What is clear as revealed in yet another fascinating interview of Ami Maayani,is that Israeli composers all bloom and develop late,in that their military service interrupts creativity. So it is well not until one is close to 30 years of age,where anything like a career in writing music is even considered. Maayani offers a wealth of advice,that a musician, as himself, is, was not ready, mature enough to write music. That composition should come at the end of one's musical life. Many of today's composers, he goes on to say, only want to be recognized as a composer, not knowing anything of the creative lifeworld,hardly knowing the tools,techniques,and history of the achievements of modernity for instance.

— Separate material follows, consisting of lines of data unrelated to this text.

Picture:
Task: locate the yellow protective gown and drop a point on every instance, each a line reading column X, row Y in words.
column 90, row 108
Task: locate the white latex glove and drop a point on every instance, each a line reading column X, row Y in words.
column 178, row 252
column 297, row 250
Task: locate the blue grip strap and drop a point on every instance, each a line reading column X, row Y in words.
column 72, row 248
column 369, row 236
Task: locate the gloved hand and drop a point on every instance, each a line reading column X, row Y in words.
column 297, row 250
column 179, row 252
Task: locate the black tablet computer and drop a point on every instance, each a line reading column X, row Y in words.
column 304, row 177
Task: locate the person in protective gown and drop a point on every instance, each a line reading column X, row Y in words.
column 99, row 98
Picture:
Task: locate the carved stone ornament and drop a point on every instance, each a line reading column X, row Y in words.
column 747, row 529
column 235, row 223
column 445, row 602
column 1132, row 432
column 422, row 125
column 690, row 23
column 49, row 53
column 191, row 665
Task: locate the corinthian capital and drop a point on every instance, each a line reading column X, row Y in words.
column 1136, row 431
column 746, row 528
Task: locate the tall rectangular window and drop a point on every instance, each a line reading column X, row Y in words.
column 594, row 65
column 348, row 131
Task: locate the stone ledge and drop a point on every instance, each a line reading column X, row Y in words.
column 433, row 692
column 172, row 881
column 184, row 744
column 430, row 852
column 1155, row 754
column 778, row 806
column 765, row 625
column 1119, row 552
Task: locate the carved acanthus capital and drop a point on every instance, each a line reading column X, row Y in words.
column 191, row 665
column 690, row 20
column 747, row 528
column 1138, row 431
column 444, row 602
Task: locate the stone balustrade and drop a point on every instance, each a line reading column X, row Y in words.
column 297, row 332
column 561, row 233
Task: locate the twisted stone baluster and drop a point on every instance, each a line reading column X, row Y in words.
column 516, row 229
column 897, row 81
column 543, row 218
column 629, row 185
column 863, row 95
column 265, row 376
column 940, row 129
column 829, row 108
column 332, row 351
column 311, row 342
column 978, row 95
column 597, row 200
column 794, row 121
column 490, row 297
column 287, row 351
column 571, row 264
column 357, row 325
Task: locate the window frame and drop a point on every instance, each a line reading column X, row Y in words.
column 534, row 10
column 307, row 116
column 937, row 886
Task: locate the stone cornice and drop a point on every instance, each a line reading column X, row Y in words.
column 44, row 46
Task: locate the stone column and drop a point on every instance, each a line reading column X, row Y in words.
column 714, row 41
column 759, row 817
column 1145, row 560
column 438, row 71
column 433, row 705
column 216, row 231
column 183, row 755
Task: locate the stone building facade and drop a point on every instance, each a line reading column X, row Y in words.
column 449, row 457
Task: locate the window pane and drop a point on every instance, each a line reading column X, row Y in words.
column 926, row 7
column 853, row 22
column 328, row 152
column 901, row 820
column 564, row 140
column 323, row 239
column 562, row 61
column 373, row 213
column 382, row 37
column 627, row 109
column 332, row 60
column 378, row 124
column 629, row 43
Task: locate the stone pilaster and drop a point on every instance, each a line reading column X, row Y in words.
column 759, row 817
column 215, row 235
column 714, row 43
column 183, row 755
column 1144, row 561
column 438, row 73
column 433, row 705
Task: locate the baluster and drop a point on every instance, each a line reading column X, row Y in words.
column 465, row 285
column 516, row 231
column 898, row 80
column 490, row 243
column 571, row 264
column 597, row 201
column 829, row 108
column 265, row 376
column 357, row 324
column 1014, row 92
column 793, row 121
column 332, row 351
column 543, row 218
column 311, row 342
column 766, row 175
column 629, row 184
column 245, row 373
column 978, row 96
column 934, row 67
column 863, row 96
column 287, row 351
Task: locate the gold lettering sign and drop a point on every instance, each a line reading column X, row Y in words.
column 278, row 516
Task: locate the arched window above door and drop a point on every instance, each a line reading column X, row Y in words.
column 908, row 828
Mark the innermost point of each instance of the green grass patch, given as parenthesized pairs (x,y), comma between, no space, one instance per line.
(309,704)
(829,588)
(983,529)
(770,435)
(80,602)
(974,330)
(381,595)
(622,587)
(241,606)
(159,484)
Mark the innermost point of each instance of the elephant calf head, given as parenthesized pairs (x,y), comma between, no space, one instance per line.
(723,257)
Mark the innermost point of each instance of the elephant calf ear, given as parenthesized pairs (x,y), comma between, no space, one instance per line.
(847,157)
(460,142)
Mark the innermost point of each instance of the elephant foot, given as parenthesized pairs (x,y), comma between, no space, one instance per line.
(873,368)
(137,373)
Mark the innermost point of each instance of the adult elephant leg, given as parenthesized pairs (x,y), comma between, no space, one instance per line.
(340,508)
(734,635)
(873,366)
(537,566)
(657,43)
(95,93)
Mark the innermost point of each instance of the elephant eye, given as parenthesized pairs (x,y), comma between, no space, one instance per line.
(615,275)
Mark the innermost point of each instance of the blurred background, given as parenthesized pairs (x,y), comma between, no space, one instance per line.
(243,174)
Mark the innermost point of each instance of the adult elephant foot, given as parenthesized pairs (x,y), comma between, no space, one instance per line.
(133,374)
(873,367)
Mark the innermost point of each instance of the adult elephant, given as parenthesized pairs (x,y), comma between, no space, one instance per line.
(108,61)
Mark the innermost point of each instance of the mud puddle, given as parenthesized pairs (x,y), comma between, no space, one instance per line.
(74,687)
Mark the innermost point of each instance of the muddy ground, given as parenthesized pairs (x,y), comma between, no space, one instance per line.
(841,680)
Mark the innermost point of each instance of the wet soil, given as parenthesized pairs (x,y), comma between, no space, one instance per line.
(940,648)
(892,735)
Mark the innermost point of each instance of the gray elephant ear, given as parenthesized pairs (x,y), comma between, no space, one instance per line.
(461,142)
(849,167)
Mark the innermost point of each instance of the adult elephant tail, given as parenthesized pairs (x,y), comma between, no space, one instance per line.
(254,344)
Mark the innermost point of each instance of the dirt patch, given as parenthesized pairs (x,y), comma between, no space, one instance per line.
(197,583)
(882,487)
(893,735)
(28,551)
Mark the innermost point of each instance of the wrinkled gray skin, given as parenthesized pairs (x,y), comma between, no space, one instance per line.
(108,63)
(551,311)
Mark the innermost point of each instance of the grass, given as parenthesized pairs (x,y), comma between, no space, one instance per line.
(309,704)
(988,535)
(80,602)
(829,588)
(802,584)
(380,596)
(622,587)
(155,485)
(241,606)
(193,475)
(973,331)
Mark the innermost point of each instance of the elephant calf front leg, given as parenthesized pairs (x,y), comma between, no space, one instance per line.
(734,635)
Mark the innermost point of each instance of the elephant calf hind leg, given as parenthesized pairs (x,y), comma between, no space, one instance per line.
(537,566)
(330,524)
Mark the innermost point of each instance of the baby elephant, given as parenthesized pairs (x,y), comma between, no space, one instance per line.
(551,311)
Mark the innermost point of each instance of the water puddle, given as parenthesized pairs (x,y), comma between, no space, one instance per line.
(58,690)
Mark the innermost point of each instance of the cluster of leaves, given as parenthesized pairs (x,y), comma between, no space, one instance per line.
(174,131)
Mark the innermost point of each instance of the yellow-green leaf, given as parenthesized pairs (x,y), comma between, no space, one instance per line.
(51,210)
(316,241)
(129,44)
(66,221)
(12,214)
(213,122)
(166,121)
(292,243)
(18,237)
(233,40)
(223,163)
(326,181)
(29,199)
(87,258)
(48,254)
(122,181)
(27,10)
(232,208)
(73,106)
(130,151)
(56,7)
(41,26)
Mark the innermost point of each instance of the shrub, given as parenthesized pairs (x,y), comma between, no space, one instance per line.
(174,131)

We find that musical education as well does not take place entirely within Israeli institutions, as Betty Olivero,who had lived in the United States for a time, and later also spending time studying composition with Luciano Berio, by invitation.She has been a great inspiration of pursuing the modernist language, that of extended instrumental techniques,fusing it sometimes with her native folk heritage imagery.
There also seems to be an above-ground compositional railroad that leads to the University of Pennsylvania. Where composer/creators as Yinam Leef come to study with dodecaphonist Richard Wernick and or timbralist/miniaturist George Crumb.
There are wonderful excerpts of works given as well, as Tzvi Avni's "Piano Sonata #2",or Arik Shapira's "Missa Viva",and a healthy bibliography and a handsome list of relative works for each of the 20 composers. This I also found quite useful, For instance I didn't know that the young composer Oded Zehavi wrote an "Israeli War Requiem".